Editorial: Política de degradação ambiental do Governo Bolsonaro resulta na acentuada destruição da Floresta Amazônica; Presidente age como genocida do meio ambiente do Brasil e deve ser julgado por crime contra a humanidade

Presidente Jair Bolsonaro é responsabilizado por crime contra a humanidade, ao adotar política de degradação ambiental, que resultou em grave ameaça ao bioma da Floresta Amazônica e na devastação de parte significativa do meio ambiente do Brasil, com reflexo sobre a ecologia do planeta.

Presidente Jair Bolsonaro é responsabilizado por crime contra a humanidade, ao adotar política de degradação ambiental, que resultou em grave ameaça ao bioma da Floresta Amazônica e na devastação de parte significativa do meio ambiente do Brasil, com reflexo sobre a ecologia do planeta.

No mês de agosto de 2019, centenas de milhares de focos de incêndios foram identificados nos estados do Norte do Brasil, afetando o bioma da Amazônia e, em escala mundial, a coexistência entre seres humanos e a natureza.

Imagens de satélites de diferentes países registraram os episódios de destruição do meio ambiente em decorrência das escalada, sem precedentes, de queimadas na Amazônia.

A Floresta Amazônica tem sido afetada por aquela que, segundo especialistas, é a maior onda de incêndios florestais no Brasil em sete anos. Os focos de incêndio aumentaram em 82% entre janeiro e agosto de 2019, em relação ao mesmo período de 2018.

A repercussão, em nível internacional, fez chefes de Estado e bispos brasileiros a se posicionarem. Eles destacaram que é necessária uma orientação ética ecológica na Amazônia, além de fiscalização séria por órgãos “que não podem, de forma alguma, ser desautorizados ou desacreditados”, afirmou Dom Jaime Spengler vice-presidente da Conferência Nacional dos Bispos do Brasil (CNBB).

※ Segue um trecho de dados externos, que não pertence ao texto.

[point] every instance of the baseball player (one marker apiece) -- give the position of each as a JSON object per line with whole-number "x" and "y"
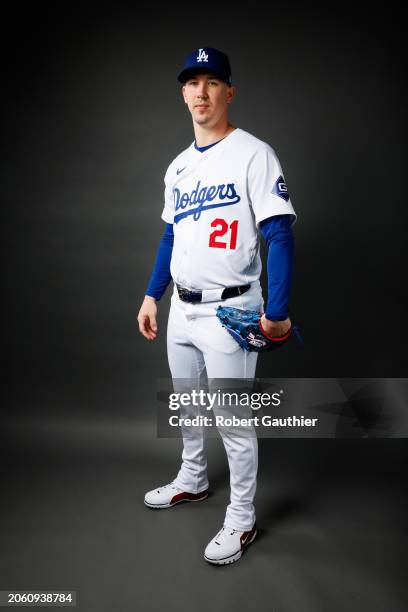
{"x": 221, "y": 193}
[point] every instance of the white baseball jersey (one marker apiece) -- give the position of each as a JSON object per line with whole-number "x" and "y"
{"x": 215, "y": 200}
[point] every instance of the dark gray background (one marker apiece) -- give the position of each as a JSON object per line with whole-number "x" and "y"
{"x": 92, "y": 117}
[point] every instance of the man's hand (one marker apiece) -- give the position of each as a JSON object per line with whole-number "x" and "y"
{"x": 147, "y": 318}
{"x": 275, "y": 328}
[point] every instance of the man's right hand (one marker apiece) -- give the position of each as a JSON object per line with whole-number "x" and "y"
{"x": 147, "y": 318}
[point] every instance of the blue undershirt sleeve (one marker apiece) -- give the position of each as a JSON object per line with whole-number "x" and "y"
{"x": 161, "y": 276}
{"x": 278, "y": 235}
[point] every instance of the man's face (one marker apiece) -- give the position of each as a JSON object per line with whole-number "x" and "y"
{"x": 207, "y": 98}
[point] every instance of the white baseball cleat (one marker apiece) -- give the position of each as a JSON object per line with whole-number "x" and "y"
{"x": 169, "y": 495}
{"x": 228, "y": 545}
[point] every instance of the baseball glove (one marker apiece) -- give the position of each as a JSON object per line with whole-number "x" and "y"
{"x": 246, "y": 328}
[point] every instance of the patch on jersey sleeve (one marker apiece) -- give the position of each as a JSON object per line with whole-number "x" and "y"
{"x": 280, "y": 189}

Pesquisadores, comunidade internacional e representantes da sociedade civil reconhecem que a situação chegou ao ponto crítico, em decorrência da política de degradação ambiental do Governo Bolsonaro, que resultou na destruição acentuada da Floresta Amazônica e foi precedida pela ocupação de terras dos povos tradicionais e de reservas florestais por grileiros identificados com o extremismo bolsonarista.

No contexto, observa-se que o presidente Jair Bolsonaro (PSL-RJ) estimulou a invasão e destruição do meio ambiente, com a anistia as multas aplicadas aos produtores rurais, cuja finalidade é expandir o agronegócio, principal apoiador do bolsonarismo.

Medidas legais, dotadas de imoralidade humanística, foram determinadas pelo extremista Jair Bolsonaro, a exemplo da exploração de reservas florestais e da negação do direito dos povos tradicionais deterem o direito de propriedade e posse das terras.

Cumulativamente, o desgoverno bolsonarista promoveu desmonte administrativo e político de órgãos e das políticas públicas de combate à degradação ambiental.

Essas medidas contribuíram para criar um ambiente propicio a destruição do meio ambiente do Brasil, que resultou no aniquilamento de parte significativa do ecossistema amazônico.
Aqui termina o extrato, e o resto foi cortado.